The European Union is preparing to grant Britain a flexible three-month Brexit extension, according to a leaked draft of an agreement set to be signed off by Brussels.
French President Emmanuel Macron had been pushing for a short extension of around two weeks. -Credit: PA
A paper being circulated among member states, seen by The Guardian, would allow the UK to stay in the EU until 31 January 2020 – but would leave open the option of quitting the bloc earlier if MPs ratify Boris Johnson’s deal.
The Prime Minister requested an extension to the existing 31 October deadline earlier this month after MPs toughened up a law requiring him to do so if no agreement had been signed off by the Commons.
According to the leaked text, the UK would be able to leave the bloc on the first day of the month after a deal is approved.
“The period provided for in article 50 (3) TEU as extended by the European council decision (EU) 2019/584 is hereby further extended until 31 January 2020,” it states.
The document adds: “In the event that the parties to that agreement complete their respective ratification procedures and notify the depositary of the completion of these procedures in November 2019, in December 2019 or in January 2020, the withdrawal agreement will enter into force respectively on [the first of the month of the relevant month].”

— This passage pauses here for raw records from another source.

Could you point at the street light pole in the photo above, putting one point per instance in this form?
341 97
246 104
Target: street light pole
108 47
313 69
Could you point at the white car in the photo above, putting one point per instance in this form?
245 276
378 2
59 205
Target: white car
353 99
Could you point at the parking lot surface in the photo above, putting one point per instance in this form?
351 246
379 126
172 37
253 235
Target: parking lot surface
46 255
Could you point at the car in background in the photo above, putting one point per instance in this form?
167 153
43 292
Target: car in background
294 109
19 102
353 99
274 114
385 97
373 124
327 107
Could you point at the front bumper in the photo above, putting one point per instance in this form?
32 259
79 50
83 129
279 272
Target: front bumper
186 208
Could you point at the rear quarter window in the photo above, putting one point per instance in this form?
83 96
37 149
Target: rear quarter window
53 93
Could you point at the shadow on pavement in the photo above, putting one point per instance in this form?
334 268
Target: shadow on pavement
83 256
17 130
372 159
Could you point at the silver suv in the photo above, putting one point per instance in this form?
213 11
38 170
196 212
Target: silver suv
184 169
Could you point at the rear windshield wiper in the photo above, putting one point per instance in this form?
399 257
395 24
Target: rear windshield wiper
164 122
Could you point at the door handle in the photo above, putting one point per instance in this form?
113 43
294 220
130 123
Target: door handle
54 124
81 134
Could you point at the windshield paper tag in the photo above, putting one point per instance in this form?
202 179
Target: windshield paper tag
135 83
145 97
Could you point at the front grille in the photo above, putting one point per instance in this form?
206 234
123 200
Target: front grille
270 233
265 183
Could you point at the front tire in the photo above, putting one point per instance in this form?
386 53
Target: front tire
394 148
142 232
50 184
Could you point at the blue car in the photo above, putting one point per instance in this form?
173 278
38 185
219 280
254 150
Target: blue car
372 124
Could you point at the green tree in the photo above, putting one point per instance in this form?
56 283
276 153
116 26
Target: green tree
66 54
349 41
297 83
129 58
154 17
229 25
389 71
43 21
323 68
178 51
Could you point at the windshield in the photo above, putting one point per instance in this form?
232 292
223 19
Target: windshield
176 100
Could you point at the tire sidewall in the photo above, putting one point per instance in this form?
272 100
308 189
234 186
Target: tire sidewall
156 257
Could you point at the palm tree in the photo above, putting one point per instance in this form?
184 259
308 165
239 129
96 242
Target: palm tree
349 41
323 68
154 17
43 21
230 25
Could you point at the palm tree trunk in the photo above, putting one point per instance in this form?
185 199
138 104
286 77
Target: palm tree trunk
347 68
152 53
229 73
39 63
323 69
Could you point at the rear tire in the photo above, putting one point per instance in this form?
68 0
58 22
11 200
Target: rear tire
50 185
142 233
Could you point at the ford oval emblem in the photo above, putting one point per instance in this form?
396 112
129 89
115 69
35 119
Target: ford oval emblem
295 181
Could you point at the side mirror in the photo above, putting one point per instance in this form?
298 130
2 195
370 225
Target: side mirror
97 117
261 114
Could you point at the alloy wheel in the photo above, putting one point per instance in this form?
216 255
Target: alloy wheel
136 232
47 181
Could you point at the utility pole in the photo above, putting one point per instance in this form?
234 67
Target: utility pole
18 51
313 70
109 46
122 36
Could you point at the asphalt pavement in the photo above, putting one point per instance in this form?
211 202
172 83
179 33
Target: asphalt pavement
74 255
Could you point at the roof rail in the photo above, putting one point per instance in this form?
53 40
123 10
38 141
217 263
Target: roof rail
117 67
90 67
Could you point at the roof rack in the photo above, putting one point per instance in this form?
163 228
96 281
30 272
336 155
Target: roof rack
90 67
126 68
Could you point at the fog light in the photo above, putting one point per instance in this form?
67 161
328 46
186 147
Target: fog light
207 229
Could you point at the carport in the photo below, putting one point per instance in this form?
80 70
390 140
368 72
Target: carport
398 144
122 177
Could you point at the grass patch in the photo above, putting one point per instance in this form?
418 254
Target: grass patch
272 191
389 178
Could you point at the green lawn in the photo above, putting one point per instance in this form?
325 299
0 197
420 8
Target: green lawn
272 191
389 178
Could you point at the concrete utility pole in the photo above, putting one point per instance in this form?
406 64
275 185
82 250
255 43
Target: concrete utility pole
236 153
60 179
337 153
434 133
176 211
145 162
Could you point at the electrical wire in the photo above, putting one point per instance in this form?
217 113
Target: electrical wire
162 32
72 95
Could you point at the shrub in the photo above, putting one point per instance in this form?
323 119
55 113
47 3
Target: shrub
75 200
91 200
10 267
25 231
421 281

The text – which is expected to be formally signed off on Monday – follows days of EU wrangling over the length of any further Brexit extension.
French President Emmanuel Macron had been pushing for a short extension of around two weeks in an attempt to put pressure on British MPs to back Mr. Johnson’s agreement.
But European Council President Donald Tusk, who has held intensive talks with EU capitals over the weekend, made the case for a longer extension.
If approved, the extension could raise the prospect of a snap general election by shutting down the possibility of a no-deal Brexit on 31 October.
Labour has so far signaled its opposition to the 12 December poll demanded by the PM, arguing that they will not do so until a no-deal Brexit is “off the table”.
MPs will be given a vote on his election bid on Monday, but it is unlikely to get the two-thirds majority – 434 votes – it needs under the Fixed Term Parliaments Act.
However, Number 10 has made clear it will “look at” an alternative joint SNP-Lib Dem plan for a Commons vote on Tuesday on whether to have an election on 9 December instead.